Sekali-kali boleh saja memotret bayi dengan membawanya ke studio foto untuk dipotret oleh fotografer profesional. Untuk itu ada yang perlu kita perhatikan:

  • Cari waktu yang nyaman bagi si bayi. Jangan setelah imunisasi, misalnya. Pada saat itu, kondisi bayi sedang tidak nyaman. Ruangan dokter mungkin baginya menakutkan. Saat dibawa ke studio foto, bisa-bisa timbul trauma karena bayi harus masuk ke ruangan asing yang berulang baginya. Untuk waktu yang tepat, Mama dan Papa sendiri yang bisa mengira-ngira.
  • Biarkan beradaptasi terlebih dulu. Adaptasi dengan suasana studio dan para kru di sana sangat perlu. Apalagi bagi bayi yang sehari-harinya jarang bertemu dengan banyak orang. Berikan waktu pada bayi untuk merasa nyaman di lingkungan studio, dengan bermain-main, misalnya.
  • Tak bersikap berlebihan dalam mengarahkan gaya. Saat di studio foto, para pengantar bisa amat bersemangat melakukan gerakan-gerakan agar si bayi mengarahkan pandangannya ke kamera. Sebetulnya ini justru dapat membuat bayi kebingungan atau malah merasa takut. Biarkan ruangan tersebut sepi dan menjadi miliknya. Untuk menaklukannya ciptakan perasaan yang aman dan nyaman, dengan tatapan mata yang lembut atau elusan tangan yang membuatnya nyaman.
  • Arahkan pandangan dengan menggunakan mainan. Bila ingin mengarahkan pandangan mata bayi ke kamera, kita dapat memanggil namanya. Jika ingin mengarahkan pandangannya ke suatu arah tertentu, bisa dengan bantuan mainan yang berwarna terang/berbunyi yang menarik perhatiannya. Arahkan mainan tersebut ke tempat yang ingin dituju. Setelah dia melihat, tunggu beberapa saat dan barulah difoto.

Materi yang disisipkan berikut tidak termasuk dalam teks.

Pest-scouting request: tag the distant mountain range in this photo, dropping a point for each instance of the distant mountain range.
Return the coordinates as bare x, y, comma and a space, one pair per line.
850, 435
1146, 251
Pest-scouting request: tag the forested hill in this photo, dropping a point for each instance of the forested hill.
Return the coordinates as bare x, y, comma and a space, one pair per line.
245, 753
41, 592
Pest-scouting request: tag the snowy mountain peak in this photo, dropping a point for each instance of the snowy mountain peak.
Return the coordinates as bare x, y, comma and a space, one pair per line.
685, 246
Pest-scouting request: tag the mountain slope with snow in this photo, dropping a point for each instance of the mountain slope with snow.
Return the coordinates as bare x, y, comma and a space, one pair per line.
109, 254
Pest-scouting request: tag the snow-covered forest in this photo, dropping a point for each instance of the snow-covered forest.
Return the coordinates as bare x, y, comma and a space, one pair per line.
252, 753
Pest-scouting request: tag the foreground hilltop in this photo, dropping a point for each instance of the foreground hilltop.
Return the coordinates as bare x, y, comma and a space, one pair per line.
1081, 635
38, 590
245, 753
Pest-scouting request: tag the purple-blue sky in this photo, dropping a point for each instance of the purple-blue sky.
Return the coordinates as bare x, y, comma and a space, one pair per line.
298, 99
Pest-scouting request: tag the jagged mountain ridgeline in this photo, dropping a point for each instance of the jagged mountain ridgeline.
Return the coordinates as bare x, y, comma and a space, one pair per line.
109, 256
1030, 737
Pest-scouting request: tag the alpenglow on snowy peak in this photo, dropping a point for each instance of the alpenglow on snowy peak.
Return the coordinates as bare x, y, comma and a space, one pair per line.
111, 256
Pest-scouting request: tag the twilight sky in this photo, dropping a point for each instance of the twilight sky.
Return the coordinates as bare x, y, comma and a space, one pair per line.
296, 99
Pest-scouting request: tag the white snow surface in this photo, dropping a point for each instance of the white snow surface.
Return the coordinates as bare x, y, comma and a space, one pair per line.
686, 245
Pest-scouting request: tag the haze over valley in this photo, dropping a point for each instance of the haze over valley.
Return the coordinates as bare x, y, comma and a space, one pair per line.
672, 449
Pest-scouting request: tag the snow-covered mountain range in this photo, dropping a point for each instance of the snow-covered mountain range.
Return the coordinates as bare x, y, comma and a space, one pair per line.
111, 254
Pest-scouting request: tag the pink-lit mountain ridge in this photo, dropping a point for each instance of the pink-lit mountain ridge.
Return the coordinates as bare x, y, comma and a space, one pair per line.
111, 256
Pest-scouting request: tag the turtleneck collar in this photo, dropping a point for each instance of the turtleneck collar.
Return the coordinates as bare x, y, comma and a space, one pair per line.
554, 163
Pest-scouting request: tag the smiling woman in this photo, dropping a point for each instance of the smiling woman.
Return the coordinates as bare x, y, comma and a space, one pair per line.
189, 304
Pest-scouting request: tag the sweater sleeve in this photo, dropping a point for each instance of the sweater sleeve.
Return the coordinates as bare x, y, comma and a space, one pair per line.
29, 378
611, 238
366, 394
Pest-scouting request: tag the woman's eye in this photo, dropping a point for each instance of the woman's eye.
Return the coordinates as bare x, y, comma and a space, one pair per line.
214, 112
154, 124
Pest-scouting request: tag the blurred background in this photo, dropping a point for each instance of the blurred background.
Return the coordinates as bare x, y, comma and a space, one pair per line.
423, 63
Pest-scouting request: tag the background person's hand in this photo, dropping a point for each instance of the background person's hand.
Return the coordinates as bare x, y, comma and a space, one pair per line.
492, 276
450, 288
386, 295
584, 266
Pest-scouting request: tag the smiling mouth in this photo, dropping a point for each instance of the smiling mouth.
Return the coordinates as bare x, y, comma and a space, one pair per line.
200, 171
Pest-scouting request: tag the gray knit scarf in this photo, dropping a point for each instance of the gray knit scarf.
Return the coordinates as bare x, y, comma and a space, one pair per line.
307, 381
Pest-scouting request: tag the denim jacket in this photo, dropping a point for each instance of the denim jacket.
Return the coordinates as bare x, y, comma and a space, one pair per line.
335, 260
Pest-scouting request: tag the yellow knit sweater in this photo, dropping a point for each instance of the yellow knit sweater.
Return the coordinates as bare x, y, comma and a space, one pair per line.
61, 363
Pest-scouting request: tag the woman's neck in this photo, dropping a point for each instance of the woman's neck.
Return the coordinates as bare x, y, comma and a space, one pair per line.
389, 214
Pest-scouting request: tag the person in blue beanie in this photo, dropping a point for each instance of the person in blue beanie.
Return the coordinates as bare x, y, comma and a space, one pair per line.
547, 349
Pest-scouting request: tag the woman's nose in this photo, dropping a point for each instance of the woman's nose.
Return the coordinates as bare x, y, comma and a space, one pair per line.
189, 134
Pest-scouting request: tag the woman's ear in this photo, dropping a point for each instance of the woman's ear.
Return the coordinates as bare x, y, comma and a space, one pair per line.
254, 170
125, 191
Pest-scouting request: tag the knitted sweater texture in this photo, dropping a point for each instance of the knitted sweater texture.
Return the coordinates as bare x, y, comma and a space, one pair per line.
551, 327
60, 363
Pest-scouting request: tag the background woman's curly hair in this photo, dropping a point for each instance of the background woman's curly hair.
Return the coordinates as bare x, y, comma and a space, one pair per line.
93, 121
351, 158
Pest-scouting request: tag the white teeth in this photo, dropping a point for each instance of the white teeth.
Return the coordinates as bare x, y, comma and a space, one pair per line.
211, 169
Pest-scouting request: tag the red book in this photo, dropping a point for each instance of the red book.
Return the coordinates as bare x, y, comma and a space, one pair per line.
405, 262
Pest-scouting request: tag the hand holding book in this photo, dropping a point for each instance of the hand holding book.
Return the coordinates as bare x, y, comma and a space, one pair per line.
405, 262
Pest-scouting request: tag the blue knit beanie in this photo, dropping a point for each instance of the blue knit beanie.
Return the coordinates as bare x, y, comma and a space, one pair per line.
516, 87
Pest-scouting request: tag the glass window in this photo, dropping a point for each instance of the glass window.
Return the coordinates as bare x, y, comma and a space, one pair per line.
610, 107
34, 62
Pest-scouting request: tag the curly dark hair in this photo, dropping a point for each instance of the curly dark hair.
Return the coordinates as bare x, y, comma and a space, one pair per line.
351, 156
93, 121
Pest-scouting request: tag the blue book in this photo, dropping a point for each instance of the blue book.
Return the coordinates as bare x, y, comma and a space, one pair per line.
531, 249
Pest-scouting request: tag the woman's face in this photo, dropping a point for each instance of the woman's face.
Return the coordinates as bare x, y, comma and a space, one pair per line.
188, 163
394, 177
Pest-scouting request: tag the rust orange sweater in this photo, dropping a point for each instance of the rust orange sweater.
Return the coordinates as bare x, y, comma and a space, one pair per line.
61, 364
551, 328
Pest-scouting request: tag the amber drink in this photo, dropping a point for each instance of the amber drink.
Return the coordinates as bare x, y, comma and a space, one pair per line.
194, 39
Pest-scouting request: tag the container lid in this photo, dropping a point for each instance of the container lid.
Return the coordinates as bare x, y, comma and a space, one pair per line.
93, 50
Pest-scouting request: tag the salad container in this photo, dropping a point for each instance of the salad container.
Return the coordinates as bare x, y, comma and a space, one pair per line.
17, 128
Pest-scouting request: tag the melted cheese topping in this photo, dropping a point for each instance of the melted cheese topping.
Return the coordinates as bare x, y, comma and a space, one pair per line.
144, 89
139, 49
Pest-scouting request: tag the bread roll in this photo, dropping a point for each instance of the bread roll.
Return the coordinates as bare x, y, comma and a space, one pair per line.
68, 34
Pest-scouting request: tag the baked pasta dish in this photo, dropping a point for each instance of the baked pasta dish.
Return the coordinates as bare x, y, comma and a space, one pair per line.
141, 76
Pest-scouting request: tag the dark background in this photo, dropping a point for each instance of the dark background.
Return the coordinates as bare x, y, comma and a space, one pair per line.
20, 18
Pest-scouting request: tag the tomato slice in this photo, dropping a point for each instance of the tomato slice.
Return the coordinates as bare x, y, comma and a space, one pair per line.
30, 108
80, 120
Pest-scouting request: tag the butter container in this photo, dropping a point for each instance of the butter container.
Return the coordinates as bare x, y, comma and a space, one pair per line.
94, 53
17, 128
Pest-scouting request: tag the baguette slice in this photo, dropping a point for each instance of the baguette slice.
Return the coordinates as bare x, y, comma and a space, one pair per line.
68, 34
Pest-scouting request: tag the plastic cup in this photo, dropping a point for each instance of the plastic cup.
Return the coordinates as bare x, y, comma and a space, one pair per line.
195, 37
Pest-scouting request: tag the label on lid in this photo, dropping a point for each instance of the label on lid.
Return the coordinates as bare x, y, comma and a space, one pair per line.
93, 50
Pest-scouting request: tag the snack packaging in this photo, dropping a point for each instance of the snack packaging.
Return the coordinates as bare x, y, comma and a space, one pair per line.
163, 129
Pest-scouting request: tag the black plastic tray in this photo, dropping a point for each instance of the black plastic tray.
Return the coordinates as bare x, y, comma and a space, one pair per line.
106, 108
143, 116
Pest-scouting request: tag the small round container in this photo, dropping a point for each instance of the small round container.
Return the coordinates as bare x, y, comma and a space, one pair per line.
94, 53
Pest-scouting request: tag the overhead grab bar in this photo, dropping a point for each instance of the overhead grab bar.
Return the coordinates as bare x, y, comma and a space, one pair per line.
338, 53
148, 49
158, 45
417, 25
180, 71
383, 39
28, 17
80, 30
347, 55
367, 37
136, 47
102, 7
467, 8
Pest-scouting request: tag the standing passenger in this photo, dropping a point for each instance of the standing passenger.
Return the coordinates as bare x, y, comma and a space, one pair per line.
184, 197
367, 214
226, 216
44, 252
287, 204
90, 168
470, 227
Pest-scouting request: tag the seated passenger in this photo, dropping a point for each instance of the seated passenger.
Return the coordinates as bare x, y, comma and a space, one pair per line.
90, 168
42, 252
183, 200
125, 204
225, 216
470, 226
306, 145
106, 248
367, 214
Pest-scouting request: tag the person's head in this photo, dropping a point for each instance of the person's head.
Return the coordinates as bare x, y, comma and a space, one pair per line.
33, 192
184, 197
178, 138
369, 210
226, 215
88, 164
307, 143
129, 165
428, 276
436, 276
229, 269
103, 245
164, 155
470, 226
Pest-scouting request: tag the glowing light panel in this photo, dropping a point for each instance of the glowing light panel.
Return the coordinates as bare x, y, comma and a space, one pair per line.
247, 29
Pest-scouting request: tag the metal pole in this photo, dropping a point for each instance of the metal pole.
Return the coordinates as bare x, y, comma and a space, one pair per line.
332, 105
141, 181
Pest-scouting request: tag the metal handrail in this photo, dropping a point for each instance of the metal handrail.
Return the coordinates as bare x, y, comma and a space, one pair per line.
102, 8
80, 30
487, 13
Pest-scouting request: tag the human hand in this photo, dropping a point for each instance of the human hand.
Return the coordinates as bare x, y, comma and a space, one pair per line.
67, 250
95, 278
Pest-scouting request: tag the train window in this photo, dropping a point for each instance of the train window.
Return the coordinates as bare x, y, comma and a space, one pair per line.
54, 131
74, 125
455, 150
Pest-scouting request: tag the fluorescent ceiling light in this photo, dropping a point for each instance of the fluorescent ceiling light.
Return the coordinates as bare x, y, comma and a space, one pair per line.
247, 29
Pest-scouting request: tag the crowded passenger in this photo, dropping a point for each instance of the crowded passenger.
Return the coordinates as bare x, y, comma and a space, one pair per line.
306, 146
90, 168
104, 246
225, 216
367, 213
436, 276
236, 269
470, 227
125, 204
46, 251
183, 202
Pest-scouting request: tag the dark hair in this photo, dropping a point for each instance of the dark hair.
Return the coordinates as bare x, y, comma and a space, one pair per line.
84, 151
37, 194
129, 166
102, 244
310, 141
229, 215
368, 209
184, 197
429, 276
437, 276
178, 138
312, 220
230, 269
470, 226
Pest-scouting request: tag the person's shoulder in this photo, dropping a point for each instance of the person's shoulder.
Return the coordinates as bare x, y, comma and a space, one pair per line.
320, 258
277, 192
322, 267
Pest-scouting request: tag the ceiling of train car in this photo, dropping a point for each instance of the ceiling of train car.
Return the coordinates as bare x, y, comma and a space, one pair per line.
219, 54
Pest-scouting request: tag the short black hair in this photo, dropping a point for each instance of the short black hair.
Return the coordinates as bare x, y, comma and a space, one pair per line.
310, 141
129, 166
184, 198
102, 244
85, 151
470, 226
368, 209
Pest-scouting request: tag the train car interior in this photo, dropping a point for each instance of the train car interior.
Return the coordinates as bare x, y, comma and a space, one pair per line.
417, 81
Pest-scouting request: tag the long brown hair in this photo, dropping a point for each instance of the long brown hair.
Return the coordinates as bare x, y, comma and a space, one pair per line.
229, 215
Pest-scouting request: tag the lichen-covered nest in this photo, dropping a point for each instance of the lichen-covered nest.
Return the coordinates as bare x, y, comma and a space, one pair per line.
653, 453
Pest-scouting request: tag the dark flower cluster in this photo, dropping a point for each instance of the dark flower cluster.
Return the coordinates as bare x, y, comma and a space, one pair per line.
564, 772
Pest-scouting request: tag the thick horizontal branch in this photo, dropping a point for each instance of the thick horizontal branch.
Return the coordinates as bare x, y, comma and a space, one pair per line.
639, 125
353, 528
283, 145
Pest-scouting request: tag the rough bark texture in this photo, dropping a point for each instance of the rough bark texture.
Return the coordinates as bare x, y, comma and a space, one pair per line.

baca juga : ” https://lesbahasainggris.co.id/kursus-gre-jakarta/

Ingin Si Kecil Berhidung Mancung?

GAMPANG kok, tarik-tarik saja pangkal hidung si kecil! He he… begitu kan kata orang-orang tua zaman dulu? Tentu saja hal ini cuma mitos. Pasalnya, mancung tidaknya hidung seseorang ditentukan oleh bentuk tulang hidungnya dan juga rasnya. Orang Eropa (Kaukasoid) berhidung mancung sebab struktur tulang hidungnya tinggi, sedangkan hidung orang Asia (Mongoloid) cenderung pendek dan bulat. Dengan demikian, meski hidung bayi Asia sering ditarik-tarik, tetap saja enggak akan mancung karena memang tidak ada garis keturunan mancung. Lain halnya jika si bayi merupakan hasil perkawinan campur dimana salah satu orangtua adalah orang Eropa atau keturunan Eropa, bukan tak mungkin si bayi akan mewarisi hidung mancung tersebut.

Manfaat Kepala Gundul

Dengan menggunduli kepala si kecil sampai licin plontos, dari sisi kesehatan ternyata ada manfaatnya lo, Mam. • Membersihkan kepala dari sisa-sisa kotoran yang menempel di rambut, seperti gumoh di bantal yang kemudian menempel di rambutnya. • Memudahkan Mama mengamati jika ada sesuatu di kepala si kecil, seperti iritasi, bisul, luka, dan lainnya, sehingga bisa segera dilakukan pengobatan.

9 Tanda Si Kecil Cukup ASI

  1. Si kecil menyusu tidak lebih dari 30 menit.
  2.  Saat menyusu terdapat periode mengisap dan menelan.
  3. Tampak puas setelah menyusu.
  4. Bayi lebih tenang, tidak rewel, dan tidurnya pun nyenyak.
  5. Umumnya, jarak menyusui sekitar 2—3 jam.
  6. Berat badan bertambah sesuai kurva pertumbuhan.
  7. Buang air kecilnya lebih dari lima kali per hari.
  8. Urinenya berwarna bening atau kuning bening.
  9. Fesesnya berwarna kuning, bukan hijau.